An Herbert von Wallmoden waren die Jahre nicht so spurlos vorübergegangen wie an seiner Schwester. Er hatte recht gealtert, sein Haar war völlig ergraut und der sarkastische Zug um die schmalen Lippen hatte sich vertieft. Sonst aber war er ganz der kühle, vornehme Diplomat geblieben, vielleicht noch um einige Grade kälter und zurückhaltender als früher. Mit der hohen Stellung, die er gegenwärtig einnahm, schien auch die Ueberlegenheit gewachsen zu sein, die er von jeher gegen seine Umgebung gezeigt hatte.

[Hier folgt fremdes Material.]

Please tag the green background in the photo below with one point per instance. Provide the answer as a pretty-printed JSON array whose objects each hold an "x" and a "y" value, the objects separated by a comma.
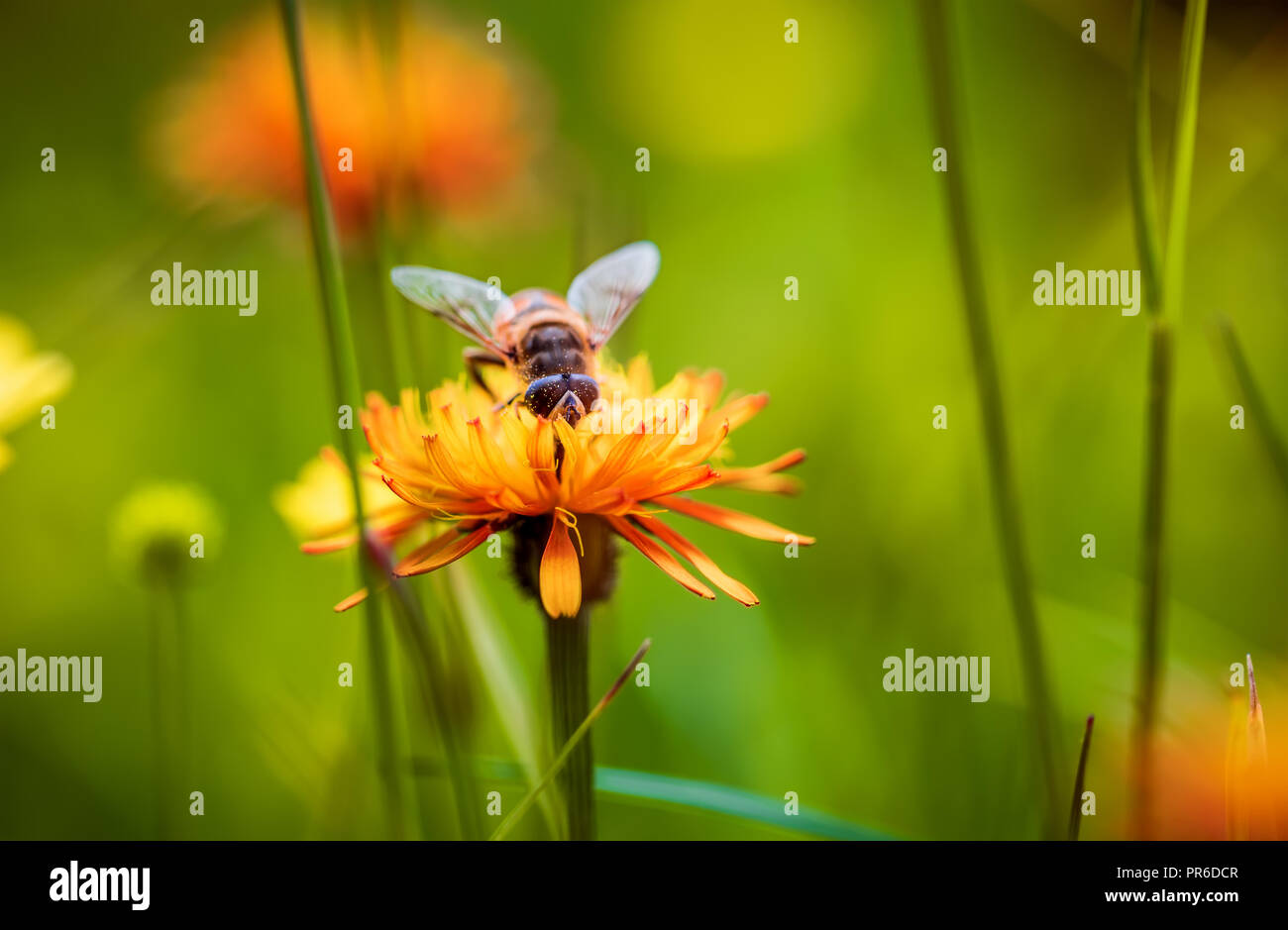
[{"x": 768, "y": 159}]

Die junge Frau an seiner Seite wäre allerdings von jedem Fremden für die Tochter des Gesandten gehalten worden. Jedenfalls hatte dieser bei seiner Wahl Geschmack bewiesen. Adelheid von Wallmoden war in der That schön, freilich von jener kühlen, ernsten Schönheit, die auch nur kühle Bewunderung zu erwecken pflegt, aber sie schien der Lebensstellung, die diese Ehe ihr gab, in jeder Hinsicht gewachsen zu sein. Die kaum neunzehnjährige Frau, die erst seit sechs Monaten vermählt war, zeigte eine so vollendete Sicherheit des Benehmens, eine so unbedingte Beherrschung aller Formen, als habe sie bereits ein halbes Menschenalter an der Seite des alternden Gemahls gelebt.

Wallmoden war seiner jungen Gattin gegenüber die Artigkeit und Aufmerksamkeit selbst. Er bot ihr auch jetzt den Arm, um sie nach ihrem Zimmer zu führen, er selbst aber kehrte schon nach Verlauf von einigen Minuten zurück, um seine Schwester aufzusuchen, die ihn auf der Terrasse erwartete.

Das Verhältniß zwischen den beiden Geschwistern war in mancher Hinsicht ein eigenthümliches. Sie waren die schroffsten Gegensätze in der äußeren Erscheinung wie im Charakter und auch gewöhnlich verschiedener Meinung, aber die Blutsverwandtschaft gab ihnen trotzdem das Gefühl engster Zusammengehörigkeit. Das zeigte sich jetzt, wo sie nach langer Trennung wieder beieinander saßen.

Herbert wurde zwar wieder etwas nervös bei diesem Gespräche, denn Regine fand es nicht für gut, ihre derbe Art zu mäßigen, und setzte ihn mehr als einmal in Verlegenheit mit ihren rücksichtslosen Fragen und Bemerkungen, aber er hatte längst gelernt, das als unvermeidlich hinzunehmen, und ergab sich auch jetzt mit einem Seufzer darein.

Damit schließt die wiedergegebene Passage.